- Catcher / First baseman
- Born: January 14, 1939 Pikeville, North Carolina, U.S.
- Died: July 22, 2021 (aged 82) Goldsboro, North Carolina, U.S.
- Batted: LeftThrew: Right

MLB debut
- July 8, 1966, for the Kansas City Athletics

Last MLB appearance
- October 1, 1967, for the Kansas City Athletics

MLB statistics
- Batting average: .295
- Home runs: 2
- Runs batted in: 11
- Stats at Baseball Reference

Teams
- Kansas City Athletics (1966–1967);

= Tim Talton =

American baseball player (1939–2021)

Marion Lee "Tim" Talton (January 14, 1939 – July 22, 2021) was an American professional baseball player who appeared in 83 games in Major League Baseball as a catcher, first baseman and pinch hitter for the Kansas City Athletics in 1966 and 1967. He threw right-handed, batted left-handed, and was listed as 6 ft 3 in tall and 200 lb.

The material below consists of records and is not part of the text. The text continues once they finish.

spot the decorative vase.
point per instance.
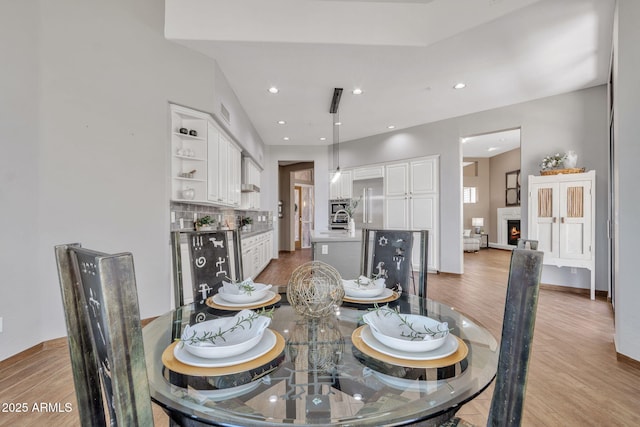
(571, 160)
(315, 289)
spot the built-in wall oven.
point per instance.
(338, 220)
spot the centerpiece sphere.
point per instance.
(315, 289)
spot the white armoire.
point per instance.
(562, 219)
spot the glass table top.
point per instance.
(320, 377)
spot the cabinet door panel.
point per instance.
(396, 213)
(424, 178)
(396, 180)
(422, 212)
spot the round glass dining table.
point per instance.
(323, 375)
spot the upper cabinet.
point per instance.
(411, 200)
(205, 163)
(251, 182)
(561, 219)
(188, 155)
(341, 188)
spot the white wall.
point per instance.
(85, 125)
(627, 129)
(574, 121)
(19, 176)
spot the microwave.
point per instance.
(341, 220)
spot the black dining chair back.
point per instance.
(105, 337)
(519, 319)
(388, 254)
(214, 256)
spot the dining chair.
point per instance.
(518, 324)
(388, 253)
(213, 256)
(105, 337)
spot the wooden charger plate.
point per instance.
(173, 364)
(460, 354)
(209, 301)
(394, 296)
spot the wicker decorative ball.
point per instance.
(315, 289)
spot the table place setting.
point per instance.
(245, 294)
(225, 345)
(408, 340)
(364, 290)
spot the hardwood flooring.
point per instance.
(574, 377)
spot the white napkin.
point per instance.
(365, 283)
(237, 288)
(238, 335)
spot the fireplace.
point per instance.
(513, 231)
(505, 215)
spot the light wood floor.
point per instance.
(574, 377)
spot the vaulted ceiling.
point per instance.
(405, 56)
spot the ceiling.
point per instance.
(490, 144)
(406, 56)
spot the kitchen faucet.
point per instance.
(335, 216)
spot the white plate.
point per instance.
(218, 299)
(267, 342)
(386, 293)
(449, 347)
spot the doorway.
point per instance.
(296, 194)
(491, 181)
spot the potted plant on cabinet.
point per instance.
(206, 223)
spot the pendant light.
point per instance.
(333, 109)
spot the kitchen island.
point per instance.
(339, 249)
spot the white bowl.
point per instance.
(241, 336)
(232, 293)
(391, 329)
(363, 287)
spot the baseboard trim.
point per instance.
(581, 291)
(627, 360)
(54, 343)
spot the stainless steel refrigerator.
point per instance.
(370, 196)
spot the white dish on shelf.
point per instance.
(241, 332)
(407, 332)
(218, 299)
(232, 293)
(386, 293)
(267, 342)
(449, 347)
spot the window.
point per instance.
(470, 195)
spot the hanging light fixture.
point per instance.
(335, 123)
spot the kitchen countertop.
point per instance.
(335, 236)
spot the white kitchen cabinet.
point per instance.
(411, 202)
(251, 180)
(342, 188)
(224, 168)
(188, 155)
(561, 219)
(256, 253)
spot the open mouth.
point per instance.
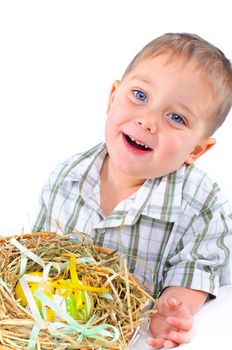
(136, 144)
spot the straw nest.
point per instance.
(126, 311)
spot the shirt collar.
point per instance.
(158, 198)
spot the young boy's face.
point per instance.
(157, 118)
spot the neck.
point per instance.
(115, 178)
(115, 187)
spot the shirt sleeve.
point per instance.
(201, 257)
(44, 207)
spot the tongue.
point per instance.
(135, 145)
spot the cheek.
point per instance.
(176, 147)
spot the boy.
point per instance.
(140, 192)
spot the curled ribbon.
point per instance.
(106, 333)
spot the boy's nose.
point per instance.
(147, 125)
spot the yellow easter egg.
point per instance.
(78, 303)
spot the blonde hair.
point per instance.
(208, 58)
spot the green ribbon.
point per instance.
(100, 332)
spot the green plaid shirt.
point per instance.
(175, 230)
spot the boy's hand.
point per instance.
(172, 322)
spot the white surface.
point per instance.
(212, 326)
(57, 63)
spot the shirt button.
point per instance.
(132, 212)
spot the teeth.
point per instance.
(138, 143)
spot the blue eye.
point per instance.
(176, 118)
(140, 95)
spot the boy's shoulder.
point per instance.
(75, 166)
(201, 192)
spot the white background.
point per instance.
(57, 62)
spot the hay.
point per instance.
(126, 311)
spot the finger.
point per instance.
(180, 337)
(156, 343)
(174, 303)
(168, 344)
(180, 323)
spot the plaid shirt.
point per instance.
(174, 230)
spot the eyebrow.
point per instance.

Born in Pikeville, North Carolina, Talton attended East Carolina University and began his pro career in the San Francisco Giants' organization in 1959. Acquired by the Athletics in January 1965, he was in the midst of his eighth straight year in minor league baseball when he was recalled from Triple-A Vancouver in July 1966. He then spent the rest of 1966 and all of 1967 on the Kansas City roster, largely in pinch hitting roles. He was in the starting lineup for only six of his 83 MLB games, but batted .417 (1966) and .303 (1967) as a pinch hitter, with 20 total hits in 57 at bats (.351), including one pinch home run.

All told, he batted .295 in the majors; Talton's 33 hits included six doubles, two triples and two home runs. He returned to the minors in 1968 and retired after the following year, his eleventh in professional baseball.

Talton died on July 22, 2021, in Goldsboro, North Carolina, at the age of 82.